Cuando me acerco a personas con recursos económicos para compartirles el trabajo que hacemos en zonas marginadas, recibo frecuentemente el mismo consejo: “Lo que necesitan es formar en valores a estas personas”. Detrás de esta frase, que se repite con convicción, hay una creencia implícita: que gran parte de los problemas que viven los marginados tienen que ver con la “falta” de valores. Además de partir de un principio erróneo (porque no existe “falta” de valores, sino diferencia de valores) esconde un diagnóstico muy parcial que asume que la raíz de la desigualdad y los problemas sociales está en las carencias morales de quienes viven en pobreza, y no en la forma en que está estructurada la sociedad o en las prácticas de quienes tienen más poder e influencia.

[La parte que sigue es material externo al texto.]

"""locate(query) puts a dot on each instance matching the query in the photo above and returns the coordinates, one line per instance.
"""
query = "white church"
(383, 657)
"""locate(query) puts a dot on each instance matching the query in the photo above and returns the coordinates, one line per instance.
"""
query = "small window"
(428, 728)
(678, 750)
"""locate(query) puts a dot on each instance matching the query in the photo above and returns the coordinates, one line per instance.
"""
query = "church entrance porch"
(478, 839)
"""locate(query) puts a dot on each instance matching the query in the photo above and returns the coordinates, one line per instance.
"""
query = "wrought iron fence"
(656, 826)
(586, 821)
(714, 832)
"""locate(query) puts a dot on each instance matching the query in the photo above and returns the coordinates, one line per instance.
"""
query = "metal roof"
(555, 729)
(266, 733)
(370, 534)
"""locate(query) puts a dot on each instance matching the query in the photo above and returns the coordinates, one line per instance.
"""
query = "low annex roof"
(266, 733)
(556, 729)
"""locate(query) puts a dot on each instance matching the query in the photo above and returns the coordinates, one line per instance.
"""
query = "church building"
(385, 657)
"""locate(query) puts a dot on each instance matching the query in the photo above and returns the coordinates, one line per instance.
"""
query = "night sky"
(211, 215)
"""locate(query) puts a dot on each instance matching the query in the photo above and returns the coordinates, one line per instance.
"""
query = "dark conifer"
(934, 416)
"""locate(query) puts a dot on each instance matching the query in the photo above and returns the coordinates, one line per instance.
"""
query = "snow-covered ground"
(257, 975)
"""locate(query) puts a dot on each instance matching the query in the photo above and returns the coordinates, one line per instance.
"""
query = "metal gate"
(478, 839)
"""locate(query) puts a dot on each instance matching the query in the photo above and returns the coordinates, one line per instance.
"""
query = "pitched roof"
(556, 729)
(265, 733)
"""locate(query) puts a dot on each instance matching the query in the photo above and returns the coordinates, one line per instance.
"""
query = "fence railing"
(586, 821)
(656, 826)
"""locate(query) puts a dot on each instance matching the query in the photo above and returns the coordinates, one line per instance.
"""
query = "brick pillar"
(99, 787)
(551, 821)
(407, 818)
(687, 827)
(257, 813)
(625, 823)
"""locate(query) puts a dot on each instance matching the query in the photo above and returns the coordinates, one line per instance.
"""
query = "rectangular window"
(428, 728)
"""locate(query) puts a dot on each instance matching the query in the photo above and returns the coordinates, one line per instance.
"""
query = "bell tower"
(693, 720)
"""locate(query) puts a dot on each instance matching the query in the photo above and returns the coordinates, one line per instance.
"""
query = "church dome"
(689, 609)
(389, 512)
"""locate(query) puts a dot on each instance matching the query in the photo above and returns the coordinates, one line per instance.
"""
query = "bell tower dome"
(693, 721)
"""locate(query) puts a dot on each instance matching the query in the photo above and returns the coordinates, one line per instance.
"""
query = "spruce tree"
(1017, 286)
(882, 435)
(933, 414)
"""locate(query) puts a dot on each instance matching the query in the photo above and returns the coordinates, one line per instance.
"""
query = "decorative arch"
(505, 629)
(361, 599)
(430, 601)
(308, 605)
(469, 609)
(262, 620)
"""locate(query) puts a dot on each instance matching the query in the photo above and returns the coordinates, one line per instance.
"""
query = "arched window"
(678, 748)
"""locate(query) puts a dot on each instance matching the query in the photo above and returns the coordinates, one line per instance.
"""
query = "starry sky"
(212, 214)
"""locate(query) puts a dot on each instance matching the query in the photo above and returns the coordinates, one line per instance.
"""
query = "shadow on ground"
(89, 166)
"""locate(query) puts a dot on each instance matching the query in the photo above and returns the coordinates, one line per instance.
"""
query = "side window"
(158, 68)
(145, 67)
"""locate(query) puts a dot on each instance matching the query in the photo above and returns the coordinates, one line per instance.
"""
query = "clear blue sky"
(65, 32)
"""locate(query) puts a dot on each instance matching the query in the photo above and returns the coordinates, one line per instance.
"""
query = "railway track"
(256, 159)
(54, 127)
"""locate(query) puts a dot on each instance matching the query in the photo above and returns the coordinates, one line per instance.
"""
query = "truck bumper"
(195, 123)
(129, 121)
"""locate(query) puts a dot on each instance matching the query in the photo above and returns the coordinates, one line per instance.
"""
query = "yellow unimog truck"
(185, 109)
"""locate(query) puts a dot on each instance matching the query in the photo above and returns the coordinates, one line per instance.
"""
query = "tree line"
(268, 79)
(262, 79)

Es verdad, que cualquier proyecto educativo tienen que tratar de formar en los valores que considera deseables, y que, si las personas en situación de marginación cultivan la solidaridad, la empatía, la honestidad, tendrán mejor vida, lo que además podrá influir en las condiciones generales de la comunidad que habitan. Pero ¿por qué esta exigencia se dirige casi exclusivamente hacia los más pobres? ¿Por qué no cuestionamos con la misma intensidad los valores de quienes más tienen, de quienes concentran la mayor parte de los recursos y las oportunidades?
Una persona que apenas logra cubrir sus necesidades básicas puede mostrar una enorme solidaridad con sus vecinos, pero su margen de acción es limitado. He conocido en las colonias populares a personas con una capacidad de dar y de ser solidarias increíbles. Y he visto muy frecuentemente problemas de abuso, de deshonestidad y de violencia. Igual que en otras clases sociales, quizás de forma menos maquillada. Hay que lograr que sea más frecuente la generosidad que el “agandalle”. El cambio será importante, pero limitado. Sin embargo, un empresario o un alto funcionario que viva de espaldas a las necesidades de la mayoría tiene en sus manos recursos que podrían cambiar vidas enteras. Si estos actores estuvieran guiados por un sentido profundo de equidad y compromiso con el bien común, tal vez no aceptarían que existieran salarios insuficientes, que se destruyan ecosistemas completos en nombre de la ganancia inmediata.
Por eso, quizá la pregunta fundamental ahora no es (solamente) cómo inculcar valores en quienes menos tienen, sino cómo transformar los valores de quienes más tenemos. Porque mientras la justicia y la empatía no formen parte de la brújula moral de los sectores privilegiados, será difícil construir una sociedad equitativa. Al final, la verdadera transformación social que necesita México no vendrá solo de enseñar a los pobres a “ser mejores”, sino de que quienes más tienen aprendan a compartir, a renunciar a privilegios y a poner su riqueza al servicio del bien común.